First, some basic electricity:
We all know what electrons are, right? They're the negatively charged particles in atoms. Picture the electrons as microscopic balls.
Voltage is the electric force that pushes the electrons through wires. Voltage, sometimes called electromotive force, is measured in Volts.
Current is the flow of electrons: a quantity of electrons flowing past a point in the circuit, per unit time. Current is measured in Amperes. You can think of it as electrons per second.
Resistance is anything that impedes the flow of electrons. If the microscopic balls are flowing through a tube, then a smaller-diameter tube would be greater resistance. If the tube is tilted so that the balls have to flow uphill, that would be greater resistance too.

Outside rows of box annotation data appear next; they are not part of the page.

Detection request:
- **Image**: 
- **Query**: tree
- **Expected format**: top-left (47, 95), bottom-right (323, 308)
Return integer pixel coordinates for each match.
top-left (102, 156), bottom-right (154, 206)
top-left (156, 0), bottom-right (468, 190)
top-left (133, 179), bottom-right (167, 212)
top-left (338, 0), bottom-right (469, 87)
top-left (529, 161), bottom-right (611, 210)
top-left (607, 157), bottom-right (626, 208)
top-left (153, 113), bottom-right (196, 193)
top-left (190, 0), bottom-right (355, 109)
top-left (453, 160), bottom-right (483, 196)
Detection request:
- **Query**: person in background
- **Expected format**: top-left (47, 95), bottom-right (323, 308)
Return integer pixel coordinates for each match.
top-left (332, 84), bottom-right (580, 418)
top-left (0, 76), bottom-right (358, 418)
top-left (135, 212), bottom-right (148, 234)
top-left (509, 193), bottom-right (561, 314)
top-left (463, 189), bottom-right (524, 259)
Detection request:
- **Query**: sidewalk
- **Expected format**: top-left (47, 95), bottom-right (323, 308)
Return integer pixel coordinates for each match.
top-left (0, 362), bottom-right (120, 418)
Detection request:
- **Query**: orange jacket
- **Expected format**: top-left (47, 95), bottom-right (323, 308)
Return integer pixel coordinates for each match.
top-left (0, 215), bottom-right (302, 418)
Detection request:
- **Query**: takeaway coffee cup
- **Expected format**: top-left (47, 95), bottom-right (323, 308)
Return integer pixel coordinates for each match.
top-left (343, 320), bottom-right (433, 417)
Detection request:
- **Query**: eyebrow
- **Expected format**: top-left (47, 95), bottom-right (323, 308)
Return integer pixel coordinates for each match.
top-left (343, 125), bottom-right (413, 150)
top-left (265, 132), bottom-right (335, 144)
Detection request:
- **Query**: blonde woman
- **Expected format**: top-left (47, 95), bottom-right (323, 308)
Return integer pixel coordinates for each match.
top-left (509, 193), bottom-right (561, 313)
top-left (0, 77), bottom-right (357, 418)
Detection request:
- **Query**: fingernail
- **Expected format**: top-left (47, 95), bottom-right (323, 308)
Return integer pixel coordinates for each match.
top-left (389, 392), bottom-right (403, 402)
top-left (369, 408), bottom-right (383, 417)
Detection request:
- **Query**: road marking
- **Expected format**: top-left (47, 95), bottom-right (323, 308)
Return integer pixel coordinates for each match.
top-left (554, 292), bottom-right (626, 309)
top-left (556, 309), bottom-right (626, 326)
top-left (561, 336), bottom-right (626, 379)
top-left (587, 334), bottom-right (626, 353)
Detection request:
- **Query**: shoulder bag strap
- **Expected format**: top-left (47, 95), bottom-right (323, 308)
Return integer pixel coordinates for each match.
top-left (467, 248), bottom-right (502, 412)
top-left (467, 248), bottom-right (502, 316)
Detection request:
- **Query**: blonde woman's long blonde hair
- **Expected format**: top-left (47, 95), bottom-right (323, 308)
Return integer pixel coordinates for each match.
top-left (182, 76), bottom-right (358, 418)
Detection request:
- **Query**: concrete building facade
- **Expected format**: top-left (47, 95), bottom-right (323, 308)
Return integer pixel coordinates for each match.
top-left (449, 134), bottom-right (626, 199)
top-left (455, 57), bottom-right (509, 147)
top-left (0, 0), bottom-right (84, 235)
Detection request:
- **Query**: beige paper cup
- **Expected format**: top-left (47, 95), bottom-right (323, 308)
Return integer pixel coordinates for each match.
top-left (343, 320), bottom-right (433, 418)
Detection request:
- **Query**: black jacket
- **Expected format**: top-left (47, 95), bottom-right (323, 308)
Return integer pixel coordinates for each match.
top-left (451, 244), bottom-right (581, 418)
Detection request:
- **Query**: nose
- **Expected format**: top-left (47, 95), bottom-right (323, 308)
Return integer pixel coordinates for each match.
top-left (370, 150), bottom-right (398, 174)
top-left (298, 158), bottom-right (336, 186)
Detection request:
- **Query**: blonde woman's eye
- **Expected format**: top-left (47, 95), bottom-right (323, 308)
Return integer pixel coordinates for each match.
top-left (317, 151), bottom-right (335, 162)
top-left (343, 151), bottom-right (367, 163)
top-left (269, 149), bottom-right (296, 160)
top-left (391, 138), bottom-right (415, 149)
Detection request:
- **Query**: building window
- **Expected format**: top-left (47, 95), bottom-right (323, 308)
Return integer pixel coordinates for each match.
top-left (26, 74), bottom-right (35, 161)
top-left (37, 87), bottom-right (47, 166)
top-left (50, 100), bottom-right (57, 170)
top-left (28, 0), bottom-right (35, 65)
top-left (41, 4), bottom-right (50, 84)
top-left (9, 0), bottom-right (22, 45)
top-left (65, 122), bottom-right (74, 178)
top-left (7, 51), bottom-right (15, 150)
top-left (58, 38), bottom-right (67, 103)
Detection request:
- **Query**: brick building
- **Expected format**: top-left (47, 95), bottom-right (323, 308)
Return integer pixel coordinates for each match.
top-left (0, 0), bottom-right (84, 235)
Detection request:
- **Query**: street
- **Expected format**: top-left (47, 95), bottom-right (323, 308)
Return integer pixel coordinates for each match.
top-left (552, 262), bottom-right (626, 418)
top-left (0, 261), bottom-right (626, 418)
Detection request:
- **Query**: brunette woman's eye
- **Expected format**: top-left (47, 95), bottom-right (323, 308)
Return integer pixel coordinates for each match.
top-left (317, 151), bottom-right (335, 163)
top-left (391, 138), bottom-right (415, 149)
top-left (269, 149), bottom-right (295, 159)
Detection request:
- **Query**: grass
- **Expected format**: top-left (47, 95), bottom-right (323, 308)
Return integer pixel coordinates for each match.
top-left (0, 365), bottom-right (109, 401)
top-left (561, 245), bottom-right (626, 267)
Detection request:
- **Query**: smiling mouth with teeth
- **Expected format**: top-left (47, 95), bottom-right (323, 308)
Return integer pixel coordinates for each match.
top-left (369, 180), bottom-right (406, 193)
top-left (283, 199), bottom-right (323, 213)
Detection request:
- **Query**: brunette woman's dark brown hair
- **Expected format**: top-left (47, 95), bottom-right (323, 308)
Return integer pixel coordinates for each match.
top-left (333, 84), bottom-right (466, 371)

Voltage = current x resistance. V = I x R. That is Ohm's Law. - If you have a bigger force pushing your electrons, more electrons will flow (if V increases and R is kept the same, I increases). - If you keep the electric force constant, but use a bigger-diameter tube, more electrons will flow (V stays the same, R decreases, so I increases).

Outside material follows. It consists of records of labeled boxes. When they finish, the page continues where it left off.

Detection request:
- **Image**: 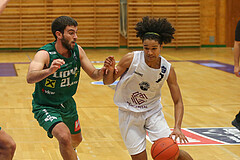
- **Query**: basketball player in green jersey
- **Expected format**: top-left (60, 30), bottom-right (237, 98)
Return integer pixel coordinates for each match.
top-left (0, 0), bottom-right (16, 160)
top-left (27, 16), bottom-right (108, 160)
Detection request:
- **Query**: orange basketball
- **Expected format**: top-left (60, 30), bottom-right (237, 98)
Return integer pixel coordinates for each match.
top-left (151, 138), bottom-right (179, 160)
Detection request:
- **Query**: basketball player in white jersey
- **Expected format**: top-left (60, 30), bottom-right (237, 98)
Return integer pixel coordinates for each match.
top-left (103, 17), bottom-right (192, 160)
top-left (0, 0), bottom-right (16, 160)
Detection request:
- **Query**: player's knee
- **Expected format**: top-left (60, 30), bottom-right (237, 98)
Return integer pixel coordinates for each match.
top-left (10, 141), bottom-right (17, 155)
top-left (72, 134), bottom-right (82, 148)
top-left (57, 133), bottom-right (71, 146)
top-left (3, 140), bottom-right (16, 156)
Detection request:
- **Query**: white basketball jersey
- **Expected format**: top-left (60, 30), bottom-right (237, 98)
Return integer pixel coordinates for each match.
top-left (114, 51), bottom-right (171, 112)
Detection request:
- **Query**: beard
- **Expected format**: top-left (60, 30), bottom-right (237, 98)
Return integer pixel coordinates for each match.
top-left (61, 36), bottom-right (75, 51)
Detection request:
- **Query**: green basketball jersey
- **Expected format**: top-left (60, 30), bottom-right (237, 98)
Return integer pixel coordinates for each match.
top-left (33, 42), bottom-right (81, 106)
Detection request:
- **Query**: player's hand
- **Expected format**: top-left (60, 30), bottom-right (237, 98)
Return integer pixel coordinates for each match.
top-left (169, 128), bottom-right (188, 144)
top-left (234, 66), bottom-right (240, 77)
top-left (104, 56), bottom-right (115, 71)
top-left (49, 59), bottom-right (65, 73)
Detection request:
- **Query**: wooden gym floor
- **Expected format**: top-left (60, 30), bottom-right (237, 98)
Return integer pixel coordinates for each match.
top-left (0, 48), bottom-right (240, 160)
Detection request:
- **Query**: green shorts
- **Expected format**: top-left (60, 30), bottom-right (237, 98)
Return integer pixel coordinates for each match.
top-left (32, 98), bottom-right (81, 138)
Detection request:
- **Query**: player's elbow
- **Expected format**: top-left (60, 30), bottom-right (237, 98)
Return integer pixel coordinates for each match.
top-left (26, 76), bottom-right (35, 84)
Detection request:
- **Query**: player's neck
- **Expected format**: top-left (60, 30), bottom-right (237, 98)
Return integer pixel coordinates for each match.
top-left (55, 42), bottom-right (71, 58)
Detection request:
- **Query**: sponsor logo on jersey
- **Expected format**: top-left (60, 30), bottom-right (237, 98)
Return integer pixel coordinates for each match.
top-left (139, 82), bottom-right (150, 91)
top-left (133, 71), bottom-right (143, 77)
top-left (127, 92), bottom-right (148, 108)
top-left (45, 78), bottom-right (56, 88)
top-left (53, 67), bottom-right (79, 78)
top-left (49, 51), bottom-right (57, 54)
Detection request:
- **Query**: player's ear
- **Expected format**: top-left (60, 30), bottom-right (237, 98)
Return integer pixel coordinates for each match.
top-left (55, 31), bottom-right (63, 39)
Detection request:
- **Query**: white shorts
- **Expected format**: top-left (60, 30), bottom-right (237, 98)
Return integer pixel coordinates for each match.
top-left (119, 109), bottom-right (171, 155)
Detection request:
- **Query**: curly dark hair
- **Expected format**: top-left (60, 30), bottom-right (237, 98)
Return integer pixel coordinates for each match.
top-left (52, 16), bottom-right (78, 40)
top-left (134, 16), bottom-right (175, 45)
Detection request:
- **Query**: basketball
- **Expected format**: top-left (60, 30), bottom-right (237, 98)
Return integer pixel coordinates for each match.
top-left (151, 138), bottom-right (179, 160)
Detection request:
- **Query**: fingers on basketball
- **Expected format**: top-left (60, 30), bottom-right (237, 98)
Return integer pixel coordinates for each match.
top-left (151, 138), bottom-right (179, 160)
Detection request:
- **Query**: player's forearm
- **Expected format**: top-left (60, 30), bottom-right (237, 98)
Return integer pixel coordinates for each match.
top-left (233, 41), bottom-right (240, 67)
top-left (174, 102), bottom-right (184, 128)
top-left (103, 70), bottom-right (114, 85)
top-left (27, 69), bottom-right (52, 84)
top-left (0, 0), bottom-right (10, 14)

Power is the rate of energy flow: the amount of energy per unit time. Power is measured in Watts, or Joules per second. Power is also equal to voltage x current, or voltage x voltage / resistance, or current x current x resistance.
Power is important to understanding flashlights, because if you have more power, you usually have more lumens (light output). For example, one specification of an LED is its lumens per Watt (lm/W) rating, or luminous efficacy. The higher the lm/W, the better. Either you get more lumens (light output) per unit of power, or you get the same light output and consume less power.

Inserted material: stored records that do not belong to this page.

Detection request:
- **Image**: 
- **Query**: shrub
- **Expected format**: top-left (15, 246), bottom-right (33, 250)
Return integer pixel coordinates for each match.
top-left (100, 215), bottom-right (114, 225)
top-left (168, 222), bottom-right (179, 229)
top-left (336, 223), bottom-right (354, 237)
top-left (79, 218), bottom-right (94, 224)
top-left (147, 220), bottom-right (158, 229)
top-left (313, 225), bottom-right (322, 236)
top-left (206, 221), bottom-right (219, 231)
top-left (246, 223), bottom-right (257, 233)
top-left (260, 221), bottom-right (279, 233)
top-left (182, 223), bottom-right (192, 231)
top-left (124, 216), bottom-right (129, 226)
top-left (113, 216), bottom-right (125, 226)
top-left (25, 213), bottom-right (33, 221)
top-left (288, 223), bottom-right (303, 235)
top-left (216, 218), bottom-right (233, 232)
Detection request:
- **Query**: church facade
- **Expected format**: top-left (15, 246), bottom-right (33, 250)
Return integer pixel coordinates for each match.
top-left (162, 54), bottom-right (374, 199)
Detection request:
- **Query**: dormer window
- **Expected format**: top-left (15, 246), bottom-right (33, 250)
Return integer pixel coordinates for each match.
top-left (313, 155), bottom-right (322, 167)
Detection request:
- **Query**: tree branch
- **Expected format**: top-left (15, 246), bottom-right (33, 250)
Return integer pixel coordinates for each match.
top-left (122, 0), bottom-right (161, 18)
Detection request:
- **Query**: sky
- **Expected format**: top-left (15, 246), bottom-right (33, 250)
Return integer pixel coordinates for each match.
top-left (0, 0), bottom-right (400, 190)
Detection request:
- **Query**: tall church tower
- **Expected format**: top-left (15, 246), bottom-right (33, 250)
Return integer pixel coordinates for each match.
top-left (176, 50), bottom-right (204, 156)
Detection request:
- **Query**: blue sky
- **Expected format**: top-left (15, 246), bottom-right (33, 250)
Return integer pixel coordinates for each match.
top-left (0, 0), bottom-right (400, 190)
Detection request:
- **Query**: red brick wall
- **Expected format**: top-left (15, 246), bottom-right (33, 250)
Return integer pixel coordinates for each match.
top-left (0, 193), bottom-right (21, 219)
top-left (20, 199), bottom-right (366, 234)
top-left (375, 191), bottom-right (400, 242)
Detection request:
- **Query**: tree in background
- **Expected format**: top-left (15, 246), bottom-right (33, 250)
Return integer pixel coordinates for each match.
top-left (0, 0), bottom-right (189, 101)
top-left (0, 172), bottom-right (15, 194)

Here's an example that shows how understanding power helps to understand how a flashlight works:
Say your light uses one Cree XM-L LED, and runs off one lithium-ion 18650-sized cell. The cell is rated at 3.7 V, 2900 mAh. "mAh" = milli-Ampere-hour = 1/1000 Ampere for one hour. That is, this battery should provide close to 2.9 A for close to an hour. The battery voltage drops continuously as it depletes, but let's take 3.7 V as a fixed and approximate value. The battery can supply power equal to 3.7 V x 2.9 A, for close to an hour. This is the cell's Watt-hour rating: 3.7 x 2.9 = 10.7 Wh.
Now let's look at how the LED consumes the power. The LED has a "forward voltage" (Vf) of about 3.5 V. That is, as long as there is enough current through the LED to turn it on, the voltage across the LED is about 3.5 V. Therefore, at any given LED drive current, we know its approximate power consumption. If we drive the XM-L at 2 A, the LED is consuming 2 x 3.5 = 7 W. If we estimate the driver efficiency to be about 80%, that means we have to supply 7 / 0.8 = 8.75 W of power from the battery. An 18650 should be able to drive this light at 2 A for a little over an hour.
You can think of this in reverse too. If you have a flashlight and you don't know how much output it's producing, you can often measure the tailcap current (battery current) and estimate the light output. For example, with the light above, say you measure the tailcap current to be 4.0 A. You then calculate the power supplied by the cell: 4 x 3.7 = 14.8 W. In reality it would probably be closer to 12 W because of the battery voltage dropping under high loads, so let's use 12 W as our estimate of battery power.
Again approximating the driver efficiency to be about 80%, we'd be left with 12 x 0.8 = about 9.6 W to the LED. Dividing by the LED Vf, we get 9.6 / 3.5 = 2.7 A. In this case, we are driving the XM-L LED at quite a high current; close to its rated maximum. The light will be producing somewhere in the neighbourhood of 900 lm. See Cree's data sheet for the XM-L LED for details.